Mais ma propre expérience a été tout à fait différente : je suis l’exception qui confirme la règle. Depuis le début de ma carrière, je me suis toujours sentie acceptée dans les projets, expositions et bourses. Si je devais élucider ce mystère, je dirais que dans les années 1990, le monde de l’art a considérablement changé et s’est ouvert à de nouveaux acteurs, de nouvelles disciplines. À cette époque, j’avais trois choses précieuses à offrir : j’étais une jeune femme dans un monde dominé par des hommes plus âgés ; j’étais photographe et le medium commençait tout juste à être reconnu par les musées d’art contemporain et les galeries ; et je n’habitais pas à Buenos Aires, à un moment où l’Argentine souhaitait mettre en lumière des artistes de province.

Vivez-vous de votre art ? 

Non. Je gagne ma vie en enseignant à l’Escuela Musto, une école d’art publique.

Quels sont les auteur(e)s qui vous inspirent ? Parmi eux/elles, y a-t-il des femmes photographes ?

Les artistes qui m’inspirent sont souvent des gens que je connais, des amis, et fréquemment des femmes.
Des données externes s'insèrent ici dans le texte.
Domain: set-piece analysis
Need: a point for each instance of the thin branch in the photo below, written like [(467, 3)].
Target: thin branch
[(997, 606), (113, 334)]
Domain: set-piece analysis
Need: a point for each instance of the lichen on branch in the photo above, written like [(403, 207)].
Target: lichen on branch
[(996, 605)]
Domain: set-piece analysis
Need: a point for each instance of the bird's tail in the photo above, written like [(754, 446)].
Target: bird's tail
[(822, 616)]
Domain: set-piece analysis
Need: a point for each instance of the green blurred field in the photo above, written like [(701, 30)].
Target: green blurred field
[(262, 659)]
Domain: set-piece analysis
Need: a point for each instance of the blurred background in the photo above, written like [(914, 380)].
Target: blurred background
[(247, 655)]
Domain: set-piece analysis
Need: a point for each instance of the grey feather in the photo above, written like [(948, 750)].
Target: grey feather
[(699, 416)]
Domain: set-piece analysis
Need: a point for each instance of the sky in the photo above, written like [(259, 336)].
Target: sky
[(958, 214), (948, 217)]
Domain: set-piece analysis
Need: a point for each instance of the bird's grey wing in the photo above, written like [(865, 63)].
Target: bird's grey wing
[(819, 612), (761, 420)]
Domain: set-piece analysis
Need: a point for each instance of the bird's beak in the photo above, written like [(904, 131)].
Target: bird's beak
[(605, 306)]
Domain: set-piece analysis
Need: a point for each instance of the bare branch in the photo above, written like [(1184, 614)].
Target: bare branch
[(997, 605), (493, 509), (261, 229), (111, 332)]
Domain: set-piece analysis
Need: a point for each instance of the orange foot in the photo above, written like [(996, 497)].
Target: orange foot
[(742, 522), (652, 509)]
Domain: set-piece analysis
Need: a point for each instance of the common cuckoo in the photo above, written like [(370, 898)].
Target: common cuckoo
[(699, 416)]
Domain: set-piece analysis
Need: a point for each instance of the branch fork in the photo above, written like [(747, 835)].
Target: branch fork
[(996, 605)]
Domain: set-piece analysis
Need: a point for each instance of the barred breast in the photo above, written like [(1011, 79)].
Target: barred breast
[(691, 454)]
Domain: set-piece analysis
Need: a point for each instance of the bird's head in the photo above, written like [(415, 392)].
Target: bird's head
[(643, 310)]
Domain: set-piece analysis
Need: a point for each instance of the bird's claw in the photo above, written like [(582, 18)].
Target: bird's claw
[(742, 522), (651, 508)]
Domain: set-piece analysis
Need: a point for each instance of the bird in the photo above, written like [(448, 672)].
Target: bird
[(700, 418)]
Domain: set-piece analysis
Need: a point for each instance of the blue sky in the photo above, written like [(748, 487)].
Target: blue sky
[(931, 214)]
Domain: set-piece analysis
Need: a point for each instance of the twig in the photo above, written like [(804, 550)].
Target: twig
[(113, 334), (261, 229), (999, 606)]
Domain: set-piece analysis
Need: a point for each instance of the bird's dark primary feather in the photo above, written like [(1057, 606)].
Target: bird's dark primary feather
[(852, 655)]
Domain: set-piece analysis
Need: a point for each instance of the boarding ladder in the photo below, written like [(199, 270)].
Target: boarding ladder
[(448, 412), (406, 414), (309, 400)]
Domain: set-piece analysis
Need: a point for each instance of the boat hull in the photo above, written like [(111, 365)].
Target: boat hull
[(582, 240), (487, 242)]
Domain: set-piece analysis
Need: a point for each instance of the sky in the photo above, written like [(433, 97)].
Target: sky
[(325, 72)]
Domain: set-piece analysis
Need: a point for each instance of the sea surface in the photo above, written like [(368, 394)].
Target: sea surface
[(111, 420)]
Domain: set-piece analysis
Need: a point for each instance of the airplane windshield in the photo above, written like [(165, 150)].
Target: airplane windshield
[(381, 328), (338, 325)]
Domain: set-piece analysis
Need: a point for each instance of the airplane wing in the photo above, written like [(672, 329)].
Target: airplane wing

Ce qui m’émeut, ce n’est pas seulement leurs travaux, mais comment ils en sont arrivés là. Je suis touchée par leur façon de gérer les difficultés, les problèmes, les budgets parfois faramineux, leur manière de se battre pour des idées, de croire en leurs rêves.

Si je devais citer des femmes inspirantes qui travaillent avec le medium photographique, je dirais Laura Glusman, Claudia del Río, Rosana Schoijett, ainsi que mes partenaires du collectif Camarada, María Crosetti, Cecilia Lenardón, Gabriela Muzzio et Paulina Scheitlin.

Andrea Ostera

BIO


Originaire de Salta Grande, un village de la province de Santa Fe, en Argentine, Andrea Ostera (1967) a étudié le 8e art au Centre international de photographie de New York. Une fois diplômée, elle déménage à Rosario, dans son pays natal, et démarre son premier projet au long cours dans lequel elle expérimente avec des planches contact et des projections d’objets sur des matériaux sensibles. En 1994, elle présente ce travail lors d’une exposition intitulée Ritual de lo habitual. Si l’investigation du médium photographique, de ses possibilités et de ses frontières est au cœur de ses travaux, l’artiste ne se limite pas à la création. Enseignante dans une école d’art publique, elle fut également curatrice du programme de photographie émergente du Centre des Expressions contemporaines à Rosario, de 2005 à 2013, et membre du collectif féminin Camarada, depuis 2019.